Muito se passou no Grêmio desde a foto acima. Muito mesmo. O renascimento do clube, iniciado a partir da heroica campanha na série B, renovou o orgulho gremista, orgulho este que no sombrio ano de 2004 – o qual, curiosamente, parece tão mais distante do que 2005 – havia se perdido.

Uma coisa, todavia, não mudou desde que esta foto foi clicada: Marcelo Grohe, envergando a camiseta tricolor.

Formado nas categorias de base do clube, Marcelo Grohe, naquele momento, era reserva de Galatto. A perspectiva de titularidade era escassa, para não dizer inexistente, sequer sendo especulada. Com o desenrolar dos acontecimentos, essa perspectiva se tornou ainda menor. Como é de notório conhecimento, os momentos que sucederam o clique desta foto transformaram Galatto – com justiça – em herói gremista, daqueles que serão lembrados eternamente.
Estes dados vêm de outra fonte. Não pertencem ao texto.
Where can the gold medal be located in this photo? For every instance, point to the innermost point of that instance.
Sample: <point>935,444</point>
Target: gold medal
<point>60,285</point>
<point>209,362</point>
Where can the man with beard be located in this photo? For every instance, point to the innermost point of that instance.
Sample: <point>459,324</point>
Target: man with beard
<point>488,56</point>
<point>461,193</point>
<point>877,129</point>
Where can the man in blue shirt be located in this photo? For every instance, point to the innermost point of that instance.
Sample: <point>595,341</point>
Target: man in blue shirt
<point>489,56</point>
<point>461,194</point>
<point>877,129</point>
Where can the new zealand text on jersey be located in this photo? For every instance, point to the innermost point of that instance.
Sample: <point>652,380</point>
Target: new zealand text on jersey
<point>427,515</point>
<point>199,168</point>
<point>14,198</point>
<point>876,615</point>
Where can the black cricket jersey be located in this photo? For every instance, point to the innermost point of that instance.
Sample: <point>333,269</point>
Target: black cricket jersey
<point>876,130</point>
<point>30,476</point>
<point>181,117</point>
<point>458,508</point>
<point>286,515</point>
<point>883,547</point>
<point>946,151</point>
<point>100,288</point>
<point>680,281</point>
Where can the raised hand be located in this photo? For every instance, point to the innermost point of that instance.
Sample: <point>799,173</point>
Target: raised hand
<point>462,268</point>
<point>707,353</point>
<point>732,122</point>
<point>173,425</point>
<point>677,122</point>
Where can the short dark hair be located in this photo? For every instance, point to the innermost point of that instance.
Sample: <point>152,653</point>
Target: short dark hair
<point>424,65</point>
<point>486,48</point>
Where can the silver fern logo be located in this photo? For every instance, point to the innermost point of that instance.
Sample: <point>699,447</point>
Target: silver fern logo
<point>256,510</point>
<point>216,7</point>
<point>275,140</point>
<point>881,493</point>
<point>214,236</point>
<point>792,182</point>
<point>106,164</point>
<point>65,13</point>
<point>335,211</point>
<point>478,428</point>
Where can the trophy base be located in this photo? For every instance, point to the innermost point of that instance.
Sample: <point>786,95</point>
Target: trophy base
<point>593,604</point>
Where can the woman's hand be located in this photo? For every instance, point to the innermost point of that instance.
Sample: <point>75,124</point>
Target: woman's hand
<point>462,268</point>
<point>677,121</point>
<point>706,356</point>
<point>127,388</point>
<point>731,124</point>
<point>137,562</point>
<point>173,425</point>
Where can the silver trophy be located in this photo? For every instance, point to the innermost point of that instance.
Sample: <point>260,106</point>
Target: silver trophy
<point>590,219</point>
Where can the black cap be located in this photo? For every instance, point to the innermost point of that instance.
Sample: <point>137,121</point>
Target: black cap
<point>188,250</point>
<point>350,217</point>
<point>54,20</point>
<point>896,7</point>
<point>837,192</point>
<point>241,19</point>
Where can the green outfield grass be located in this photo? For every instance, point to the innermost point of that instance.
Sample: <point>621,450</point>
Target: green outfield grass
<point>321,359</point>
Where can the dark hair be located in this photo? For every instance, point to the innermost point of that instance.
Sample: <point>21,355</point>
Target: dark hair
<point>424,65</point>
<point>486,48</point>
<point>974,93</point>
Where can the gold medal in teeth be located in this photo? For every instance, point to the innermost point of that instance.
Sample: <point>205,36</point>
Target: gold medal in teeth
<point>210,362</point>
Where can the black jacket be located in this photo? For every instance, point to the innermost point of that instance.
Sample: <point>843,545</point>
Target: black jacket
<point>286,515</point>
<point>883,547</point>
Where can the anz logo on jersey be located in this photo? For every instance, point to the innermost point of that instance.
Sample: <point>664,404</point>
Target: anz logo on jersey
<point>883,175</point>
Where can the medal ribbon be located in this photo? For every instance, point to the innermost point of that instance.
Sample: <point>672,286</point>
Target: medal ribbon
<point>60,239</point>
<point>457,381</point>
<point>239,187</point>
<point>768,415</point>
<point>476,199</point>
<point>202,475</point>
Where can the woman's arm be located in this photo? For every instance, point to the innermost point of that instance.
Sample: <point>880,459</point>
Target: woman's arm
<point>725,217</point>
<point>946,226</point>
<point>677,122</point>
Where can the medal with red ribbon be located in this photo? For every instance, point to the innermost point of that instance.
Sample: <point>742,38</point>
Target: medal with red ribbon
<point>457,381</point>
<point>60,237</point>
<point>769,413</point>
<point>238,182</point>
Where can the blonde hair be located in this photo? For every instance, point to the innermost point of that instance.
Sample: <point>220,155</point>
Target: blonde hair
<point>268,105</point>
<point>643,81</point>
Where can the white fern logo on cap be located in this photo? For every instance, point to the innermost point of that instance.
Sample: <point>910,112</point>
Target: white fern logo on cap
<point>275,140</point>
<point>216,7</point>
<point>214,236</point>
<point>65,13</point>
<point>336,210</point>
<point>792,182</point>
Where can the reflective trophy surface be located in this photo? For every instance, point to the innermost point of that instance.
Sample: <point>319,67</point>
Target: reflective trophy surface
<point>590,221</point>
Mas não é sobre Galatto este texto. É sobre Marcelo Grohe. À época, Grohe era um jovem goleiro promissor, com convocações para a seleção brasileira sub-18. A posição de goleiro, contudo, pode ser cruel com os jovens promissores. Afinal,apenas uma vaga do time titular é destinada ao goleiro, inexistindo possibilidade  de improvisos e adaptações- ao contrário do que ocorre nas demais posições.

Assim, com a chegada do ano de 2006, havia uma certeza no Grêmio: a absoluta titularidade de Galatto, o herói da Batalha dos Aflitos.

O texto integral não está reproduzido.